Replace conditional branches with unconditional ones where the
value of SCC is known apriori.

Diff Detail

Event Timeline

critson created this revision.Jan 14 2021, 10:05 PM
critson requested review of this revision.Jan 14 2021, 10:05 PM
Herald added a project: Restricted Project. · View Herald TranscriptJan 14 2021, 10:05 PM
foad added inline comments.Jan 15 2021, 6:03 AM
llvm/lib/Target/AMDGPU/SIInsertSkips.cpp
228

I'm confused by this. Why can't you generate an unconditional branch to the early exit block from a BB that happened to have two or more successors?

llvm/test/CodeGen/AMDGPU/llvm.amdgcn.wqm.demote.ll
11

The v_cmp is dead, and so is the whole %bb.1 block. Would you need to run another MachineDCE to get rid of them?

Alternatively could we get rid of dead code at the IR level?

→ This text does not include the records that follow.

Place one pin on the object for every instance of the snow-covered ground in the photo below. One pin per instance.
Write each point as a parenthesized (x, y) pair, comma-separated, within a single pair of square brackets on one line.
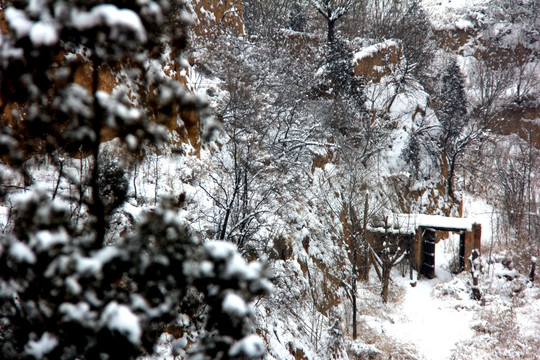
[(434, 325)]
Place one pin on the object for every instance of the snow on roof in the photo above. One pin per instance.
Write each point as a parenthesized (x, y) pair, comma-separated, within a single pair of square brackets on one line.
[(408, 223)]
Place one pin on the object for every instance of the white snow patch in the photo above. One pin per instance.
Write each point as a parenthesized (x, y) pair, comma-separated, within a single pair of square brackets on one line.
[(18, 21), (22, 253), (235, 306), (43, 33), (46, 239), (251, 346), (111, 16), (43, 346), (118, 317)]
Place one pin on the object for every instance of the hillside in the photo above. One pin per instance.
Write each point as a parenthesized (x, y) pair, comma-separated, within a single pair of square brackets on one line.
[(281, 179)]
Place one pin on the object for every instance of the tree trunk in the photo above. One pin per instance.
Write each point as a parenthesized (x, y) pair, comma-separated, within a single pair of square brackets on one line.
[(353, 298), (331, 31), (385, 282)]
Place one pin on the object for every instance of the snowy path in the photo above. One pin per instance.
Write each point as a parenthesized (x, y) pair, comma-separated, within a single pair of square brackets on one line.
[(433, 325)]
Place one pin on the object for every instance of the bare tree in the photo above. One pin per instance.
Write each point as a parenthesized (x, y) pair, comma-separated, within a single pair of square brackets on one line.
[(333, 11)]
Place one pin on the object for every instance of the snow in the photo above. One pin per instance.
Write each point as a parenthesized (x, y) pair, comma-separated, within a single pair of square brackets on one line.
[(95, 263), (408, 223), (451, 14), (118, 317), (251, 346), (110, 15), (434, 324), (77, 312), (235, 306), (45, 239), (42, 347), (370, 51), (43, 33), (22, 253), (18, 21)]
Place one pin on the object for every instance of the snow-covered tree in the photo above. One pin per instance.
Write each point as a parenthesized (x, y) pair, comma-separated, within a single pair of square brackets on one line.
[(454, 119), (65, 293), (333, 11)]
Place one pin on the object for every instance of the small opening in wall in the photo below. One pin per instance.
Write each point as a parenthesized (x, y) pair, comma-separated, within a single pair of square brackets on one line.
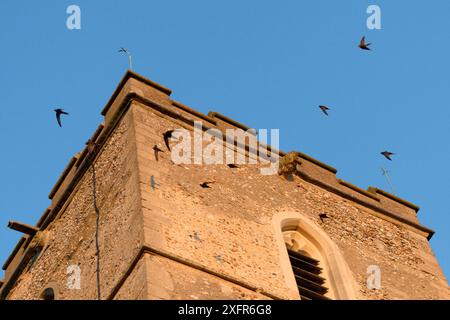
[(48, 294)]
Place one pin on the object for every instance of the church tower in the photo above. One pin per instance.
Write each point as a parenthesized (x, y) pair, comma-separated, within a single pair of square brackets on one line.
[(129, 220)]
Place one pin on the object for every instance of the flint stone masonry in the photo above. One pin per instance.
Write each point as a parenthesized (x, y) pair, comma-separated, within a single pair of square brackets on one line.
[(181, 241)]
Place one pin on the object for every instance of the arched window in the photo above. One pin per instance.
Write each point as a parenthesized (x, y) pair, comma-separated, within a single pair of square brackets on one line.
[(312, 264), (307, 266)]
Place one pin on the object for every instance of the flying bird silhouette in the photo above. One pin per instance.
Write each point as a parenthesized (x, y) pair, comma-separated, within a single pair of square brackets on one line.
[(59, 112), (206, 184), (387, 154), (153, 183), (323, 216), (324, 109), (363, 45), (167, 136), (157, 150)]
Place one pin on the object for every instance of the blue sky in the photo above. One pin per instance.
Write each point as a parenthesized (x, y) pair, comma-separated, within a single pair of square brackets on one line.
[(267, 64)]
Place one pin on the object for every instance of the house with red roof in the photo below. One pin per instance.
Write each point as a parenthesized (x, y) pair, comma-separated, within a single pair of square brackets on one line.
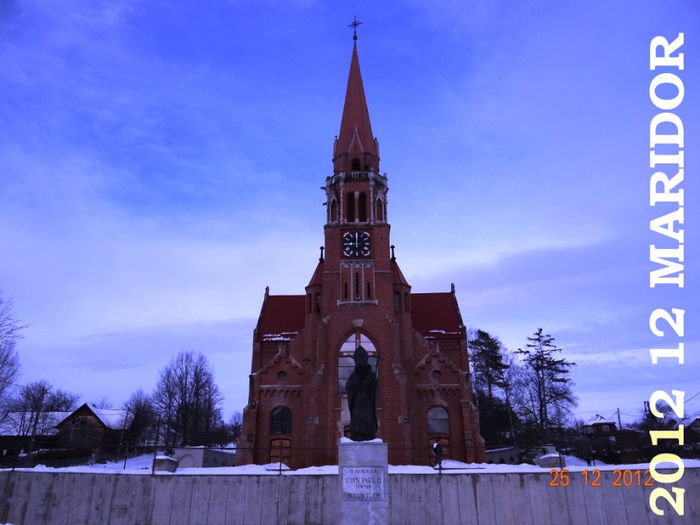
[(357, 296)]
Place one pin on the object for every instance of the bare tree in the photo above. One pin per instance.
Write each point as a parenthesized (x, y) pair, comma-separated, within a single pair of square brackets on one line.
[(31, 409), (10, 333), (187, 400), (140, 407)]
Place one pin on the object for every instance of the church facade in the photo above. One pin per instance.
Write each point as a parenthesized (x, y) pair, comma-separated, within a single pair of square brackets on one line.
[(303, 344)]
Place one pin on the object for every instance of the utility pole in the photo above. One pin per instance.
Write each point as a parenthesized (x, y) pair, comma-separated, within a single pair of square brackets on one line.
[(39, 408), (619, 422)]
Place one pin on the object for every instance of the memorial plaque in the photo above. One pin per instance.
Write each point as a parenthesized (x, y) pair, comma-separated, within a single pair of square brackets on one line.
[(363, 483)]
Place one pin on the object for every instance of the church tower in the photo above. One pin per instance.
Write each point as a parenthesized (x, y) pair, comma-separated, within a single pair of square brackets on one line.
[(357, 295)]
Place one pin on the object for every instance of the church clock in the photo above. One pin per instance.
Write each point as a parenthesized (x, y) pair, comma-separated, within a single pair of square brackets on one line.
[(356, 244)]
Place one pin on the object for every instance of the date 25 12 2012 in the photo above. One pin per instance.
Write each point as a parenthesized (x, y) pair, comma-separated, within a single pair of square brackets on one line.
[(622, 478)]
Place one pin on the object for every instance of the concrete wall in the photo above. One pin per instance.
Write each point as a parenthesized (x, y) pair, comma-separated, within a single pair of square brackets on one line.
[(28, 498)]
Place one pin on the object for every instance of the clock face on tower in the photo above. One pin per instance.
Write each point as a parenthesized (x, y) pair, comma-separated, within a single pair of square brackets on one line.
[(356, 244)]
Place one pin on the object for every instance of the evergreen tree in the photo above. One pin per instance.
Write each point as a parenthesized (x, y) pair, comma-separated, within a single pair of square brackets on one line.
[(548, 385), (489, 373), (487, 359)]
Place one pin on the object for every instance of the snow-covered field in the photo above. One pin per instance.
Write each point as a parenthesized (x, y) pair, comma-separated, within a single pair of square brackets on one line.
[(142, 465)]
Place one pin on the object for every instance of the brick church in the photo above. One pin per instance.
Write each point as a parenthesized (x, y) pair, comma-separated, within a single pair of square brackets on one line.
[(303, 344)]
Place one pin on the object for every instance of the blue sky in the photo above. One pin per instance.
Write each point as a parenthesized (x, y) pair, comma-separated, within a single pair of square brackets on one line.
[(160, 164)]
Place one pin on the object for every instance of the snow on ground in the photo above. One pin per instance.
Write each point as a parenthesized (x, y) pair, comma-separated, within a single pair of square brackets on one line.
[(142, 465)]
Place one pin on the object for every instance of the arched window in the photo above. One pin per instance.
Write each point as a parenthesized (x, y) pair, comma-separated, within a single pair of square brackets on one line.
[(280, 451), (281, 421), (363, 207), (438, 421), (350, 210), (379, 214), (334, 211)]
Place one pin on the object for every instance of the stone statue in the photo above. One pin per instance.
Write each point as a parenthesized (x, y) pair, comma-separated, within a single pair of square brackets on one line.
[(361, 388)]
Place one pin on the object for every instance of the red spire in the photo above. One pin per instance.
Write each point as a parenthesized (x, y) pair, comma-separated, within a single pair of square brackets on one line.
[(355, 147)]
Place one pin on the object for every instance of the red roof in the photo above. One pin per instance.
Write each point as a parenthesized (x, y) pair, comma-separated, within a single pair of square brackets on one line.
[(436, 314), (282, 316)]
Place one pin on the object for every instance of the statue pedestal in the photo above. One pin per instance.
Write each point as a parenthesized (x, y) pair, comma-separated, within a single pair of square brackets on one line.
[(363, 482)]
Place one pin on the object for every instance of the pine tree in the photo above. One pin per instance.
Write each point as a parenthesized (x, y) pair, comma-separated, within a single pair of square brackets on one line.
[(489, 373), (549, 385)]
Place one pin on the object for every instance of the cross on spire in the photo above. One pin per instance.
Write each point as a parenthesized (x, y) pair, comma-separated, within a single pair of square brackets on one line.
[(355, 22)]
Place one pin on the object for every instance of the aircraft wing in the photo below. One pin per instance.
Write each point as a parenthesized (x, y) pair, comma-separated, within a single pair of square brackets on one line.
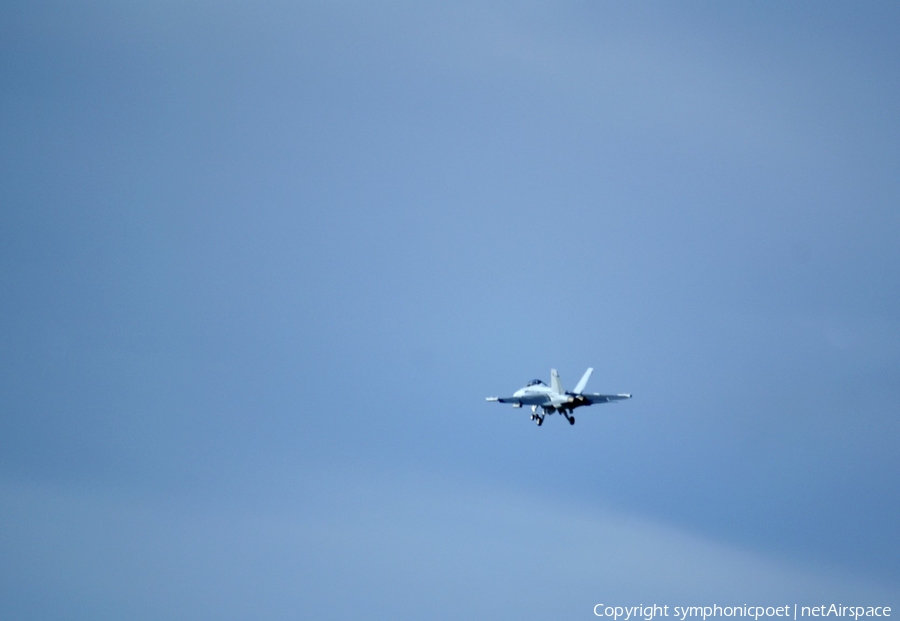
[(595, 398)]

Maybe the AMDGPU instCombineIntrinsic could spot that the argument is false and call setDoesNotReturn() on the call?

critson updated this revision to Diff 317129.Jan 15 2021, 5:38 PM
  • Incorporate code that should have been in this patch.

I'm not sure this is the right pass for this (I've been hoping to move everything out of this pass eventually)

llvm/lib/Target/AMDGPU/SIInsertSkips.cpp
195

Comment what the point of this is

201–202

Invert and early return?

205–206

Comment for the instruction pattern

227–237

Why isn't BranchFolding handling this case?

I'm not sure this is the right pass for this (I've been hoping to move everything out of this pass eventually)

I agree, I think SIPreEmitPeephole is probably a better place for this.

llvm/lib/Target/AMDGPU/SIInsertSkips.cpp
228

I am not sure why I wrote this either.
I retested without it and could not produce any problems.

llvm/test/CodeGen/AMDGPU/llvm.amdgcn.wqm.demote.ll
11

Adding a late MachineDCE does clean up the v_cmp, but not %bb.1. I notice that in some of the other examples it returns other unreachable instructions. It might be interesting to test results of this on a large collection of shaders.

I am not sure if setting "does not return" is valid, as this will only terminate the whole shader if every lane is demoted. This is true in uniform control flow, but this intrinsic is valid in non-uniform control flow too.

critson abandoned this revision.Jan 31 2021, 6:43 PM

While the pattern this optimises for occurs a fair bit in trivial lit test code, after evaluating game shaders I can find only a handful of examples (4 in 10000 shaders).
So I do not think it is worth adding code for.